Let me paint it out for you. Exploits that a malicious actor previously had to think about, test, validate, code, scale, and deploy in a month or so, can now be automatically done in minutes or seconds. Further, a malicious program does not have to work perfectly. Good enough could be very consequential, if it is fast enough. What does this mean? Today someone, with very mediocre coding skills and little exposure to ideas and creativity, can suddenly generate pretty sophisticated, malicious software. More people can generate. More ideas can be turned into exploits in a shorter time. The massive volume of attacks will only become much more massive. Remember, attacks never get worse: they only get better.
See it now? One human can cause bigger damage than before. Faster. With less skills. Generative AI available to everyone has enabled more humans to do more with less. More damage included.

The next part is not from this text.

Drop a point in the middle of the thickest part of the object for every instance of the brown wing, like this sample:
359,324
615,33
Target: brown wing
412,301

Still not feeling the panic? How long would it take a non-English speaker to create a phishing email in English a few years ago? Now imagine that same time with a GPT handy? Exponentially faster. How long would it take for a hacker to come up with a potential exploit or to find a vulnerability? How many exploits do you think that person can implement and evolve - with its variants - in a day with a GPT? How long would it take to validate that an exploit caused actual damage and achieved its objective? Now you can iterate 100s if not 1000s in a day. And you can build systems that go from GPT output to action, automatically, streamlined, and scaled - and those systems will only get better over time.
In Summary
Volume of attacks. Variety of attacks. Scale of attacks. This is terrifying for the right caliber CISO. It’s not “whether you pass the next certification or not”. I still lay awake at night worrying about AI in the hands of malicious people or groups and am hoping for the best, and I am not even a CISO. What keeps you awake at night?